On n'a pas compris que s'organisait une machinerie de mort. Qui peut imaginer cela. On l'apprend lorsqu'on est dans la nasse. L'ampleur du désastre se mesure trop tard. Chaque province, chaque ville, chaque bourg, chaque village vivait sa mort sans savoir comment on mourrait ailleurs. Les convois s'organisent. Femmes enfants vieillards. L’État des sujets devenus indésirables.ils se mettent en route. Pour mourir en chemin. Marche à la mort, vers les déserts de Syrie, encadrée par des agents de l’État, convois livrés en route aux pillages et aux viols. Femmes enfants vieillards dont les cadavres sont laissés aux chiens avant de pourrir au soleil. Objets de soins particuliers, les prêtres. Leur arracher la barbe en public, y mettre le feu. Les humilier: on leur fait traverser le bourg à quatre pattes, chevauchés par des brutes qui leur piquent les flancs à coups de poignards. Leur proposer la conversation. Devant leur refus, couper les mains et les pieds, avant la mise à mort. Après, on joue au ballon avec les têtes tranchées.

Des jeunes filles et des femmes sont violées encore et encore enlevées ou vendues. Des vieilles atterrées, assistent à tout cela, se jettent dans la terre sur le visage et se signent en vain en gémissant. Des enfants sont raptés pour servir au plaisir. Parmi les tout-petits, il y a ceux qu'on lance en l'air avant de les embrocher. Il y a des artistes à ce jeu de bilboquet infernal.

Comme une digue qui crève, né de la constante frustration, ne peut se contenter du viol.
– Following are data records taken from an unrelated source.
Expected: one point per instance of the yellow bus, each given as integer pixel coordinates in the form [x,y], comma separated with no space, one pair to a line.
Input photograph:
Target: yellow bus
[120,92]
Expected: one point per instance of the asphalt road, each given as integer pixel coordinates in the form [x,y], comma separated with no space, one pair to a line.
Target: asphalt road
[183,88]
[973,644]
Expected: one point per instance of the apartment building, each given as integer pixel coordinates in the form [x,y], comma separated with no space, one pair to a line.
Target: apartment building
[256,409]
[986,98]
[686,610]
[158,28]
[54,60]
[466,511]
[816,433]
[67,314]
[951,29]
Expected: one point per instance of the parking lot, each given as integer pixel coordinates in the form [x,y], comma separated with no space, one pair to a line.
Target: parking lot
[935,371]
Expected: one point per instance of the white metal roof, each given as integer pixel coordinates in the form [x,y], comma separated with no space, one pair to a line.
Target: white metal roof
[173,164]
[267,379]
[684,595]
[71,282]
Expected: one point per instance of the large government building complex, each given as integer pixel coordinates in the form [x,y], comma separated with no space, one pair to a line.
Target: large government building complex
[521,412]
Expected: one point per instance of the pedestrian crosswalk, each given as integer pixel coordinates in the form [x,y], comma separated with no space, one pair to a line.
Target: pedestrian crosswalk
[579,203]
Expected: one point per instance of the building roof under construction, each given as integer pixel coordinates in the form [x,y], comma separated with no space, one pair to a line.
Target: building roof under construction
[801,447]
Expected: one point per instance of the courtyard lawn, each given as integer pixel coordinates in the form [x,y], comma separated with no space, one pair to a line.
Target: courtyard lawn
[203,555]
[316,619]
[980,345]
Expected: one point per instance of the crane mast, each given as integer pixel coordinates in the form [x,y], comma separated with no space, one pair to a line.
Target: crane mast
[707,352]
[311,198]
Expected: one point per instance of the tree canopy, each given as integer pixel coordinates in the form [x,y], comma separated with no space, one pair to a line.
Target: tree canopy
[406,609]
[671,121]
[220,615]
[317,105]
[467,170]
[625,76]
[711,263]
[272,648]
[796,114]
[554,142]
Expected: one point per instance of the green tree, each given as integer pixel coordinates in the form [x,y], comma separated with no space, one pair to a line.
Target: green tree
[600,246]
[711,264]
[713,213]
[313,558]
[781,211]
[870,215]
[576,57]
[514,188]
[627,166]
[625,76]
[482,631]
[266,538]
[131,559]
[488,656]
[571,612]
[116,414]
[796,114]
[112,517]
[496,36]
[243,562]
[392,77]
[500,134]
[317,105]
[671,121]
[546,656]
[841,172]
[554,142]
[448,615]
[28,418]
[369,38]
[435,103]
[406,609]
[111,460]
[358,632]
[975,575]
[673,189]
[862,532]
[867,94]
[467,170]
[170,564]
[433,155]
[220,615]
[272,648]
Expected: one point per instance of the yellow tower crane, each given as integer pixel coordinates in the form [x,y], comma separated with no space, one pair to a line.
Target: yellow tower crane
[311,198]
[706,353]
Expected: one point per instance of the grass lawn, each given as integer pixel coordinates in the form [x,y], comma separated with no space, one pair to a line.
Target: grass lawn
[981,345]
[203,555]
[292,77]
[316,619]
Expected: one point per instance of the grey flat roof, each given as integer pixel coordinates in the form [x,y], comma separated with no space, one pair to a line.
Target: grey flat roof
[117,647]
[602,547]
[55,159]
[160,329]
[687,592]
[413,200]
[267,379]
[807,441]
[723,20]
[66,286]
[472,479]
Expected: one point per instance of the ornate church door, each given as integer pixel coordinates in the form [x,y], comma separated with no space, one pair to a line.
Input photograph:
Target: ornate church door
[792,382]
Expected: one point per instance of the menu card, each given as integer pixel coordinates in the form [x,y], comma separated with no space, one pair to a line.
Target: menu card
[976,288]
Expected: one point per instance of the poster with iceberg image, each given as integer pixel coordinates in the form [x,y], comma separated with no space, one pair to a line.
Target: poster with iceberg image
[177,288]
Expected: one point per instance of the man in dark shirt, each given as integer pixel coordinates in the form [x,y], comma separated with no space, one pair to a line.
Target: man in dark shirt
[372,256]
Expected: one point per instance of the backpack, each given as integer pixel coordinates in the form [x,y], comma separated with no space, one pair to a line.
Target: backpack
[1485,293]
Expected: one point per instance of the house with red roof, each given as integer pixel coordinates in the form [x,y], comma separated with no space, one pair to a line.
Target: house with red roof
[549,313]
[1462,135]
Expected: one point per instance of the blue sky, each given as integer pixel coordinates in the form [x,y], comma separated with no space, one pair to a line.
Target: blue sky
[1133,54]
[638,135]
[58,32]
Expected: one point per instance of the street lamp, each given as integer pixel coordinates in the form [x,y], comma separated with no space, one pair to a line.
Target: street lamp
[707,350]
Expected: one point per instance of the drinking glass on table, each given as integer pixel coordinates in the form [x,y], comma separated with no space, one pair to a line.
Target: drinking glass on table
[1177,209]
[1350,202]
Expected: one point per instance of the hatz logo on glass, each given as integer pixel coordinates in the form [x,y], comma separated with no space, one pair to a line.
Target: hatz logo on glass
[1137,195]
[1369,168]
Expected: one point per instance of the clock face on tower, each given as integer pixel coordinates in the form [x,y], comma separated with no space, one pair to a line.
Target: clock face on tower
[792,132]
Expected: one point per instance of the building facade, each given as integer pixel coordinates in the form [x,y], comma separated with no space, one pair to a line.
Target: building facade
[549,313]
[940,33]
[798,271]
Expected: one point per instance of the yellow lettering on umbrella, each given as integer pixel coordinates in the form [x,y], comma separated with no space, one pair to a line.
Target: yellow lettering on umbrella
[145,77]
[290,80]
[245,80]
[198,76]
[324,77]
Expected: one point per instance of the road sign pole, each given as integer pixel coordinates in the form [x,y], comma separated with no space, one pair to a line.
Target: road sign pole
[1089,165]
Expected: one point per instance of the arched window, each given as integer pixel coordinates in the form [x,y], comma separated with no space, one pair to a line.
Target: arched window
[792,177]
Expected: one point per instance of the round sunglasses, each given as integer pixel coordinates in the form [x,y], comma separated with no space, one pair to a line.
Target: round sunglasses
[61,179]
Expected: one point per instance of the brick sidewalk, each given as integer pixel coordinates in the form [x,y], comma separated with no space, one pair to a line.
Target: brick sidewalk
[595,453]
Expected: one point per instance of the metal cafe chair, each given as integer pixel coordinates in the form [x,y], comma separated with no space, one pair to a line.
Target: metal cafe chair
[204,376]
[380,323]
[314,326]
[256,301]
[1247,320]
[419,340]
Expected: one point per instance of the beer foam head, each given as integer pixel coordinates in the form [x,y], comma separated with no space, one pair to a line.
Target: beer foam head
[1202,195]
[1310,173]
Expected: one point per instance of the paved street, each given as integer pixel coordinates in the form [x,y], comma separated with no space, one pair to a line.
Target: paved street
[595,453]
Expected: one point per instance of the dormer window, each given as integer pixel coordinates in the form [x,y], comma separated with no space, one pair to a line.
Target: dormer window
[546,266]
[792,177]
Il faut dans l'échauffement collectif, pouvoir trancher les seins,éventrer les femmes, plonger la lame dans la chair vive, avant d'égorger. Au soir, les cadavres des femmes couchées les uns à coté des autres ressemblent à des moutons au repos.

Les vieillards qui protestent ou s'interposent sont attachés par grappes à des troncs d'arbre et lapidés. On leur coupe le nez, les oreilles, les testicules : « De toute façon, ça ne te servait plus ! ». d'autres sont crucifiés et on leur applique des fers rougis. Et ce prêtre insoumis qu'on punit, après l'avoir longtemps tourmenté, dont on arrache les yeux avant de verser quelques gouttes de pétrole dans les orbites et y mettre le feu.